T. A. Cheng and Williams (1986) developed the 12-item CHQ-12 to assess community psychiatric illness. The instrument was derived from the General Health Questionnaire (Goldberg, 1972), with the addition of items that are of special relevance to ethnically Chinese populations. CHQ-12 items assess the following dimensions: somatic symptoms, anxiety and worry, social dysfunction, family relationships, and depression. Respondents use a 4-point Likert-type scale to rate their overall health during the past 2-week period. Total possible scores range from 0 to 12, with higher scores associated with worse self-perceived mental and physical health (T. A. Cheng, Wu, Chong, & Williams, 1990). The CHQ-12 was validated in a sample of community residents in Taiwan (Chen, Tsang, Chong, & Tang, 2000). For the present study, the Cronbach’s α was .82.

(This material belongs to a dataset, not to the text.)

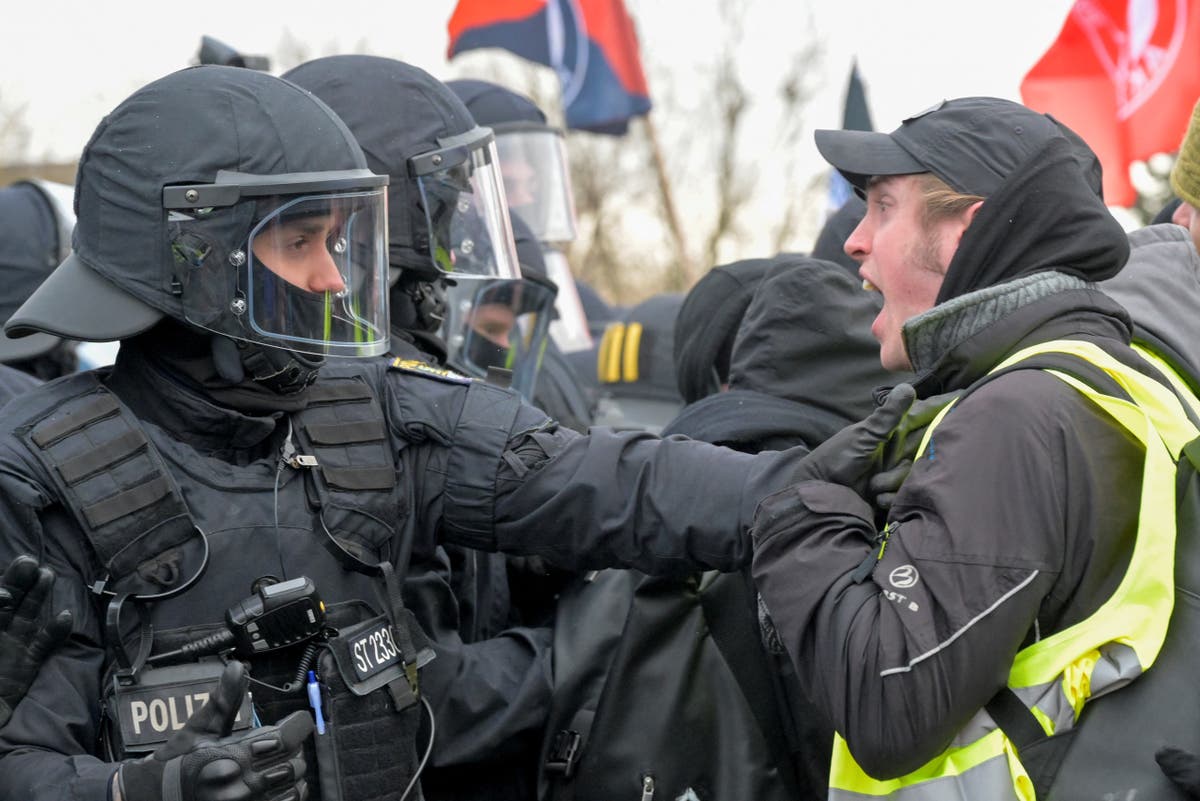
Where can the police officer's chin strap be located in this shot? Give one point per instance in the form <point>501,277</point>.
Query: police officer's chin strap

We measured body fat percentage using a digital body fat scale (Tanita Monitor Scales, TBF521). We asked participants to empty their bladder prior to taking this measurement.
The biomarkers we analyzed from the blood sample included hs-CRP (Hitachi-7600 automatic biochemistry analyzer), HbA1c (ultra high-performance liquid chromatography), plasma fasting sugar (Olympus AU2700 plus analyzer; Olympus CO Ltd., Tokyo, Japan), and lipid profiles (TC, TG, HDL-C, LDL-C, and very [V]LDL-C; Hitachi-7600 automatic biochemistry analyzer; Hitachi High-Technologies Corporation, Hitachi Naka city Japan). All testing was conducted at the laboratory of a medical center in southern Taiwan. Prior to the intervention and at 12 weeks’ posttest, we collected 10 ml of blood from the antecubital vein at 7–8 a.m. We asked participants to refrain from consuming food, coffee, tea, and alcohol and from smoking for at least 12 hr prior to the blood draw. Participants were permitted to drink pure water during this period. After participants completed blood sampling, we asked them to sit quietly for a 15- to 20-min observation period, after which we served them breakfast. Prior to the 6-week posttest, we sent the results of the baseline blood tests to each participant.
Statistical Analysis
We used IBM SPSS Statistics 17.0 (SPSS/IBM Inc., Chicago, IL) for all analyses. Descriptive statistics (frequency, mean, and standard deviation) were used to describe and summarize baseline data. Tests for differences between groups in terms of baseline characteristics and pretest variables included χ2 for categorical variables and two-sample t-tests for continuous variables. An intent-to-treat (ITT) analysis of the results was applied to provide unbiased assessment of treatment efficacy. ITT analysis requires all randomized participants to be included even if they did not fully adhere to the protocol because the lack of adherence might be treatment related (Son, Friedmann, & Thomas, 2012). This approach allowed the use of the entire ITT group while optimally estimating treatment effects in the presence of missing data in a statistically unbiased manner (Polit & Gillespie, 2010). To confirm that the statistical approach and missing data did not misrepresent the results, we also analyzed each outcome measure using a linear mixed model (LMM) of covariates in the longitudinal data. A mixed model with both fixed and random effects was used to investigate the treatment differences (fixed effects), while the correlated effects (random effects including the effect of clustering) were adjusted from the repeated measures. The level of significance accepted for all analyses was p < .05.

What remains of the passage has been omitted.